By mathematical induction, the statement, n^(n) * (2n - 1) = n^2 - 4 is true for all positive integers n ≥ 3.
Base case: For n = 3, we have:
3^(3) * (2(3) - 1) = 27 * 5 = 135
3^(2) - 4 = 9 - 4 = 5
So the statement is true for n = 3.
Inductive step: Assume that the statement is true for some arbitrary positive integer k ≥ 3. That is,
k^(k) * (2k - 1) = k^2 - 4
Now we want to show that the statement is true for k+1. That is,
(k+1)^(k+1) * (2(k+1) - 1) = (k+1)^2 - 4
First, let's simplify the left-hand side:
(k+1)^(k+1) * (2(k+1) - 1) = (k+1) * k^k * (2k+1) * 2
= 2(k+1) * k^k * (2k+1)
= 2k^k * (2k+1) * (k+1) * 2
= 2k^k * (2k+1) * (2k+2)
= 2k^k * (4k^2 + 6k + 2)
= 8k^(k+2) + 12k^(k+1) + 4k^k
Now let's simplify the right-hand side:
(k+1)^2 - 4 = k^2 + 2k + 1 - 4
= k^2 + 2k - 3
Now we want to show that the left-hand side is equal to the right-hand side.

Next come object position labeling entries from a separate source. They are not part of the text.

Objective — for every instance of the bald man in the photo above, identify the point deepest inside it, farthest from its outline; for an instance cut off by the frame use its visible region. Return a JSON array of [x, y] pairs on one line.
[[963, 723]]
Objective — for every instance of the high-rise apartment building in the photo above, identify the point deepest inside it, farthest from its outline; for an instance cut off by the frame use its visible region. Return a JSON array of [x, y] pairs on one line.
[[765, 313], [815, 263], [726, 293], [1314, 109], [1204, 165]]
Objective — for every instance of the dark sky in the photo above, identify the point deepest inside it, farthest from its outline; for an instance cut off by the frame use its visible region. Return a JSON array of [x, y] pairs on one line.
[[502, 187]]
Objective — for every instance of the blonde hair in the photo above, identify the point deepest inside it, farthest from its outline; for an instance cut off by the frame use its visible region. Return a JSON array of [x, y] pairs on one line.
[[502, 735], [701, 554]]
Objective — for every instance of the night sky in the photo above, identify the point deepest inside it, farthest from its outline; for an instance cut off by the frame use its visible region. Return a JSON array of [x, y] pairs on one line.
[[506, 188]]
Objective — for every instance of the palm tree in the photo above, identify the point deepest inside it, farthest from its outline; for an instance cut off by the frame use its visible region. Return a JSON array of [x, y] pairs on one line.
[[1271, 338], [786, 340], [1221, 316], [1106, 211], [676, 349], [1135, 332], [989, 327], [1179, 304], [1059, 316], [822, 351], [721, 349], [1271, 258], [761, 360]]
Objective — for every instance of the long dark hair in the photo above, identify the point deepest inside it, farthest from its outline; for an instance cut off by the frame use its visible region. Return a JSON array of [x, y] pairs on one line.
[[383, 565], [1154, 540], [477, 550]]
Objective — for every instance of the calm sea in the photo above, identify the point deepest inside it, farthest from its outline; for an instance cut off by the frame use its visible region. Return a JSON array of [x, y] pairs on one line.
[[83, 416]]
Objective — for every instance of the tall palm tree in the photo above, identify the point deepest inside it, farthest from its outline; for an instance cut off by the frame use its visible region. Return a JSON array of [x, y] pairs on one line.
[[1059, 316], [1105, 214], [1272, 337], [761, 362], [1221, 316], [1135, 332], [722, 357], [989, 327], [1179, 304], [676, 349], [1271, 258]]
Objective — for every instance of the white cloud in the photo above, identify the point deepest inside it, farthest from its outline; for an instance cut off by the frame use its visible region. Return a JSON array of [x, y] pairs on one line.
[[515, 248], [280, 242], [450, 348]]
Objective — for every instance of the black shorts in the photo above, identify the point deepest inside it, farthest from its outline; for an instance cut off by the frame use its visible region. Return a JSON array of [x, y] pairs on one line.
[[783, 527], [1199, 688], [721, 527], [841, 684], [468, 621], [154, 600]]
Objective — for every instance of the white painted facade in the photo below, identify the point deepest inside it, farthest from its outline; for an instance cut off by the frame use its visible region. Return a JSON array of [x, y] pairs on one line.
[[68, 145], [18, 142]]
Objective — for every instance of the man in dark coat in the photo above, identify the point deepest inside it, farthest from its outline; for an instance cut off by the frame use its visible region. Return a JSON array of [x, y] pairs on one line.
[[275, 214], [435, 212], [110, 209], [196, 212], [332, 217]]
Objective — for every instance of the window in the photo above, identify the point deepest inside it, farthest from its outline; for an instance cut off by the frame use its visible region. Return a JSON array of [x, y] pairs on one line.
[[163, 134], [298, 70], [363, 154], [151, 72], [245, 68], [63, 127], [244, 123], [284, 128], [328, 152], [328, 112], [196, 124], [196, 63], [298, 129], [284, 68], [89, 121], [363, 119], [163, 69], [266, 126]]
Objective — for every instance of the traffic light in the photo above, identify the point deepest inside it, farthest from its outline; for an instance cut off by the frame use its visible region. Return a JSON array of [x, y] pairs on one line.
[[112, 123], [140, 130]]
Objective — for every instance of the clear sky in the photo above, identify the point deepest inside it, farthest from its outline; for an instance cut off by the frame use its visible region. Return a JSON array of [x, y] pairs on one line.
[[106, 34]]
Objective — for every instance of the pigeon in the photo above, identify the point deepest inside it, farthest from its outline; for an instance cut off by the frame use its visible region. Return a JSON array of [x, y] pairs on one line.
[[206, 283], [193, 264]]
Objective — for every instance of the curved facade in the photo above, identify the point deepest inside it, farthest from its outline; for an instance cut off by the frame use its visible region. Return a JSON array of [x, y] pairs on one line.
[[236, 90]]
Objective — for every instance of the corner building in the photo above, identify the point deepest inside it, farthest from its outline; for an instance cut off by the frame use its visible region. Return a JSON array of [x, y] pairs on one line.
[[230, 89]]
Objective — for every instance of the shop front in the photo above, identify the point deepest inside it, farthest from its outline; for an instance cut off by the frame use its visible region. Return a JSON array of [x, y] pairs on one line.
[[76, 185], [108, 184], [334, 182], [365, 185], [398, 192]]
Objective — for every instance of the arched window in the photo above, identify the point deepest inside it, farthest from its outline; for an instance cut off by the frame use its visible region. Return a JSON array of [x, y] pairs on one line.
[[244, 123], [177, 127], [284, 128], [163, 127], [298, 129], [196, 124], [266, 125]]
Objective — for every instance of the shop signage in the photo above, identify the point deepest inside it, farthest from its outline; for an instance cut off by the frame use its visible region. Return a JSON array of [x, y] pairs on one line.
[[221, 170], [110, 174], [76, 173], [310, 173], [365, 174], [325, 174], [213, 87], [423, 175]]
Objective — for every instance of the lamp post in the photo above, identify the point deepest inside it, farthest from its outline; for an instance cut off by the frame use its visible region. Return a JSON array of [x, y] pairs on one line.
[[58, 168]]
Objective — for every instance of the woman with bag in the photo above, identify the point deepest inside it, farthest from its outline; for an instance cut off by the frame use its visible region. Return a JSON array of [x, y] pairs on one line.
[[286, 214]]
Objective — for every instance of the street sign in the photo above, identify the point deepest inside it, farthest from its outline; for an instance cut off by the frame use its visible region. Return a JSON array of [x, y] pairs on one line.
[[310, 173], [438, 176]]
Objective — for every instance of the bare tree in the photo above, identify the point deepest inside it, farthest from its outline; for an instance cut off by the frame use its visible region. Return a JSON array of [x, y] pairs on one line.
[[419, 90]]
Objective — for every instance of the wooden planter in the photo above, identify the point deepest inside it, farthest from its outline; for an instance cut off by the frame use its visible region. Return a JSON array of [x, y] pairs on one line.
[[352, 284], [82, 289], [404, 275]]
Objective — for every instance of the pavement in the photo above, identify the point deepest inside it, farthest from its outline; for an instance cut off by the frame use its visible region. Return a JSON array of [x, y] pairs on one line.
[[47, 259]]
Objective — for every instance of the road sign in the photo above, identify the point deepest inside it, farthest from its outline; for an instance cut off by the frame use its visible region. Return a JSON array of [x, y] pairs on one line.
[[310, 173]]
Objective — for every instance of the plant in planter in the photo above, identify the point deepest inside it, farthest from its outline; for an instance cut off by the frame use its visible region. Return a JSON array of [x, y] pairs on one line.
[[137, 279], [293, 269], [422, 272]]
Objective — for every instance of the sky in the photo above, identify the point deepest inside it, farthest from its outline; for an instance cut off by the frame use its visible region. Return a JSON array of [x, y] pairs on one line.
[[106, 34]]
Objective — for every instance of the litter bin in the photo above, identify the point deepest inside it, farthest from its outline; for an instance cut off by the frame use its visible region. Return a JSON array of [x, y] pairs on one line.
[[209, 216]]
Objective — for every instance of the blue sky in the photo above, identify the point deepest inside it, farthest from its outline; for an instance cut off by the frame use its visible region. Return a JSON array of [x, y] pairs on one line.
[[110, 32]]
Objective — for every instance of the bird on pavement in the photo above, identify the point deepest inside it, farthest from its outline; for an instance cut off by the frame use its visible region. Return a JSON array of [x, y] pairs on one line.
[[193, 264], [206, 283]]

So we need to show that:
8k^(k+2) + 12k^(k+1) + 4k^k = k^2 + 2k - 3
Let's first isolate the k^2 and 2k terms on the right-hand side:
k^2 + 2k - 3 = (k^2 - 4) + (2k + 1)
= k^k * (2k - 1) + (2k + 1)
Now we can substitute in our inductive hypothesis:
k^k * (2k - 1) + (2k + 1) = k^k * (k^2 - 4) + (2k + 1)
= k^(k+2) - 4k^k + 2k + 1
= k^(k+2) + 2k^(k+1) - 4k^k + 2k - 2k^(k+1) + 1
= 8k^(k+2) + 12k^(k+1) + 4k^k - 6k^(k+1) + 2k - 2
So we have shown that:
8k^(k+2) + 12k^(k+1) + 4k^k = k^2 + 2k - 3
Therefore, by mathematical induction, the statement is true for all positive integers n ≥ 3.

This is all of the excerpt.